Basın açıklamasına Eylem Doğan pankartlarına da taşıdıkları
“ÇOCUKLAR GELECEĞİMİZ, KARANLIK YARINLARA TESLİM ETMEYECEĞİZ!” sözleriyle başladı ve sık sık sloganlarla kesilen açıklaması şöyle devam etti:
“4+4+4 kademeli eğitim sistemine karşıyız. Çünkü;
- Bu yasayla devlet okullarında ilköğretimin parasız olduğu ifadesi kaldırıldı. Böylece parasız eğitim hakkı eğer biz sesimizi çıkarmaz, mücadele etmezsek bütünüyle toprağa gömülecek. Bugüne kadar bizlerden çeşitli yollarla, okul-aile birliği aracılığıyla adı bağış ama kendisi zorunlu olan paralar toplanmaktaydı. Bu örtülü bir biçimde eğitimin paralı olmasından başka bir şey değildi. Şimdi ise bu örtüye bile ihtiyaç duymayacaklar. Bu yasayla paralı eğitime yasal bir temel oluşturulmuştur. Parasız eğitim hakkı, en temel haklarımızdan birisidir. Gaspettirmeyeceğiz! Herkes için parasız, bilimsel, anadilde eğitim hakkı istiyoruz!

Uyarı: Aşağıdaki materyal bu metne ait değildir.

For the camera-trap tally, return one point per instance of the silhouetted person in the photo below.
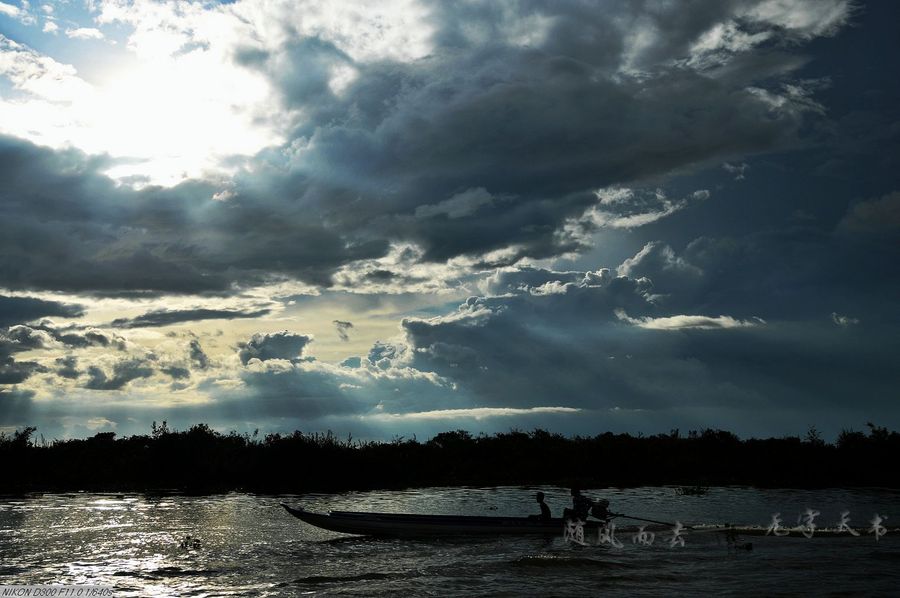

- 4+4+4 ile ağaç daha yaşken eğdirilecek ve çocuklarımız sermayeye taze kan olacaktır. Yasayla ilk 4 yıldan sonra çocuklarımız mesleki eğitime yönlendirilecek, mesleki ders seçimi yapacaklar. Dünyanın hiçbir yerinde bizde olduğu gibi mesleki yönlendirme yaşı 9 değildir. Kesintisiz değil kademeli eğitim sisteminin de, mesleki yönlendirmenin de işçi-emekçi çocukları için karşılığı çocuk işçiliğidir.Çocuklarımız geleceğimizdir. Geleceğimizi karartmalarına izin vermeyeceğiz!
- 5 yaşındaki çocuğun fiziksel-zihinsel gelişimi için anaokulu eğitimi şarttır. Çocuklarımızın oyun-eğlenceyle içiçe eğitilmesi ve okula hazırlanması ancak herkese eşit ve parasız sağlanacak okul öncesi eğitimle olabilir. Bu yasa anaokulu eğitimini getirmediği gibi çocuklarımızı 66 aylıkken, yani 5 yaşındayken okula göndermeyi dayatmaktadır. Bu yıl 7 yaşındaki 6 yaşındaki ve 5 yaşındaki çocuklar aynı sınıfta ve sıralarda eğitim görecekler. Gelişme düzeyleri aynı olmayan çocukların birlikte okula alınması ne kadar bilimsel ve doğrudur?
- Kademeli eğitim sistemi ile ilköğretim okulları hiçbir altyapısı hazırlanmadan ilk ve ortaokul diye ayrılıyor. Gelecek yıl çocuklarımız hangi okullarda, nasıl bir ortamda eğitim görecek? Bu sorunun yanıtını Gazili Veliler olarak bizler ilçemize kurulmaya başlanan prefabrik okullardan biliyoruz. Çocuklarımız alıştıkları ortamdan, arkadaşlarından, öğretmenlerinden ayrılmış olacaklar. Çocuklarımızı adeta kobay gibi kullanan eğitim sistemine karşıyız. Çocuklarımızın, hiçbir fiziki altyapısı hazır olmayan prefabrik okullarda okumasını istemiyoruz.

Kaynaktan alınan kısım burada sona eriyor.